Migrants: Inflation Scapegoats or Saviours? Debunking the Mainstream Narrative
By Nick Hurley, 4th December 2023.
Recent headlines paint a stark picture: “Migrant Surge Fanning Inflation Flames!” This narrative, while convenient and easy to conceptualise without much cognitive load, risks obscuring the real economic realities surrounding skilled migration and its impact on inflation.
Firstly, the “surge” moniker deserves scrutiny. While net arrivals are indeed elevated, reaching 454,400 in the year to March 2023, they primarily represent a normalisation following pandemic-induced lows, not an unprecedented influx. Many of these ‘immigrants’ are international students who are arriving for their respective first, second and third year of university all at once.
Attributing inflation solely to migrants is akin to blaming a single raindrop for a flood. Yes, they are placing upward demand on housing and the rental component of the CPI but in most other areas of the economy their presence and labour is actually pushing prices down. Most immigrants enter Australia at working age, ready to contribute right away.
As RBA Governor Michelle Bullock said only last week, “We’ve been surprised a little bit on the strength of activity. It’s held up a little better than we thought. That’s meant that services price inflation has held up a bit more. So what we’re observing is a bit more domestic price pressures than we’d expected.”
To suggest skilled migrants are driving up service inflation ignores the interplay of complex inflationary forces.
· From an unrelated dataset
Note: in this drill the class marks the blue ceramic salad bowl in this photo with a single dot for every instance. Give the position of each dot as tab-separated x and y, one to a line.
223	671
In sectors grappling with labour shortages, skilled migrants have the potential to act as a potent inflationary antidote. Each doctor easing healthcare bottlenecks, each engineer accelerating construction projects, and each tech whiz bridging talent gaps becomes a hand on the inflation brake, not an additional foot on the accelerator.
Sectors experiencing worker shortages:
- Almost half (48%) of small and medium-sized enterprises (SMEs) in construction reported labor shortages as a “very significant” issue in the fourth quarter of 2022, according to the National Australia Bank (NAB).
- This is likely due to a combination of factors, including an aging workforce, strong demand for construction services, and a lack of skilled migrants.
- Healthcare and social assistance:
- This sector has the highest number of job vacancies in Australia, with over 68,900 unfilled positions as of July 2022.
- This shortage is particularly acute in aged care, nursing, and allied health professions.
- Food and accommodation:
- Job openings in food and accommodation services have increased by 211% in 2022.
Other sectors facing labor shortages:
- Transport and logistics
Picture hospitals operating at peak efficiency, surgeries back on schedule, and patients receiving timely care. Picture construction sites buzzing with skilled workers, infrastructure and housing projects delivered on budget and within deadlines. Picture innovation hubs flourishing unhindered by talent gaps with the right people able to get the right jobs. This isn’t a pipe dream; it’s the future skilled migration can help us build, a future where inflation is not a runaway train, but a manageable engine driving economic growth.
Of course, integrating this influx demands meticulous planning. Language support, cultural awareness programs, and streamlined pathways to residency are not mere niceties, but crucial investments in our shared future. A well-managed migration program is not a burden, but a strategic injection of the talent our economy so desperately needs.
Therefore, we need to abandon the simplistic blame game and embrace a data-driven approach. Let’s view skilled migrants not as inflationary demons, but as potential inflation-busting economic contributors. They are the builders, the carers, the innovators who can help us not just tame the inflationary beast, but ultimately build a stronger, more vibrant, and more prosperous Australia.
The choice is clear: succumb to the seductive simplicity of scapegoating or embrace the complex reality and welcome the skilled migrants who can be the fuel propelling us out of higher interest rates and into a wealthier and more productive Australia.